To invoke the modules that loads fake data into the database run, from the machine that is running Docker, the following command:

docker-compose exec web python db/load_fake_data.py

### Database

To connect directly to the mongodb instance:

* connect to the machine that hosts docker with ssh (optional: only if it is not the current machine)
* the db is available on host 'db' port 27017

#### Models

When asking for model's detailed information, the required model can be in one of the following statuses:

* `scheduled`, the model computation will start after the specified waiting period
* `computing`, the model computation has been started and is currently running
* `completed`, the model computation is finished and the model is stable
* `killed`, the model computation has been interrupted by an error

#### Languages
The language can be specified during in model creation message. Each model can handle only one language, chosen from:

* `en` for english documents
* `it` for italian documents, stopwords are available in `/app/resources` folder and lemmatisation is performed with `MorphIt`

#### Documents

During model computation it is possible to load documents in two ways:

* load from file: provide the `data_filename` field in the request. The file should be a json file and should be contained in the data folder. The json should be a list of dictionaries, each dictionary represent a document and contains the keys `doc_id` and `doc_content`. For example:

[
{'doc_id': 'doc_1', 'doc_content': 'doc content 1'},
{'doc_id': 'doc_2', 'doc_content': 'doc content 2'},
{'doc_id': 'doc_3', 'doc_content': 'doc content 3'}
]

* load directly: provide the documents in the `data` field.

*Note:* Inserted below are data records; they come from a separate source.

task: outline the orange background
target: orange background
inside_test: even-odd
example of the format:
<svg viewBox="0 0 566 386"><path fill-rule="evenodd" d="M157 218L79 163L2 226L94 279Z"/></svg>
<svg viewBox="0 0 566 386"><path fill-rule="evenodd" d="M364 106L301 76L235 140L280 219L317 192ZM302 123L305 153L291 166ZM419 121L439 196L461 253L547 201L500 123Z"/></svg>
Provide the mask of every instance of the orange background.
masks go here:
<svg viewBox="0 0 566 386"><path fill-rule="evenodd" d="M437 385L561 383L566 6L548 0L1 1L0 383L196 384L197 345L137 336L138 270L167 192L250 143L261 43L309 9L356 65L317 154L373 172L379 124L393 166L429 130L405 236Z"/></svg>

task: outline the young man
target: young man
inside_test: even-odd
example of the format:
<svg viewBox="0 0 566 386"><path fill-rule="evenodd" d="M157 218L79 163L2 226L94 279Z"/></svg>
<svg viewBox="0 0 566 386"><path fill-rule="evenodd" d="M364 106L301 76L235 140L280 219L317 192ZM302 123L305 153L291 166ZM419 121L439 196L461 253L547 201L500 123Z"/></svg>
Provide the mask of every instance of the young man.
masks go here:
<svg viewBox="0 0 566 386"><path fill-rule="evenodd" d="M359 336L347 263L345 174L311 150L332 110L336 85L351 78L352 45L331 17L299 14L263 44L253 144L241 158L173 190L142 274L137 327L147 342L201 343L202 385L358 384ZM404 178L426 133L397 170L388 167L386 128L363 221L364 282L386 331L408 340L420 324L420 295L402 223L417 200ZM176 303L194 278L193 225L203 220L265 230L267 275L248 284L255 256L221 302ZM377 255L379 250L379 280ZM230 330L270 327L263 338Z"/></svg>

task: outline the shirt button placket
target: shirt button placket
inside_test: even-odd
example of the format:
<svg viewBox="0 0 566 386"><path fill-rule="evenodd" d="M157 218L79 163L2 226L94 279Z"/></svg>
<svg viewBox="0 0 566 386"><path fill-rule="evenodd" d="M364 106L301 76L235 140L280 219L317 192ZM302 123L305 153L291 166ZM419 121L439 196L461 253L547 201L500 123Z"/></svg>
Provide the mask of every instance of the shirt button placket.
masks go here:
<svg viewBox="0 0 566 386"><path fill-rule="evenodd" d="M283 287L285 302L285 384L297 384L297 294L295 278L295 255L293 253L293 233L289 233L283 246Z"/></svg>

This field should contain a dictionary of key:values where keys are document ids and values are document contents.

{
'doc_1': 'doc content 1',
'doc_2': 'doc content 2',
'doc_3': 'doc content 3'
}

#### Useful commands

To build all containers

docker-compose build

To run all containers

docker-compose up

To exec a command within a running container, e.g. load fake data into the mongo database

docker-compose exec web COMANDO ARGS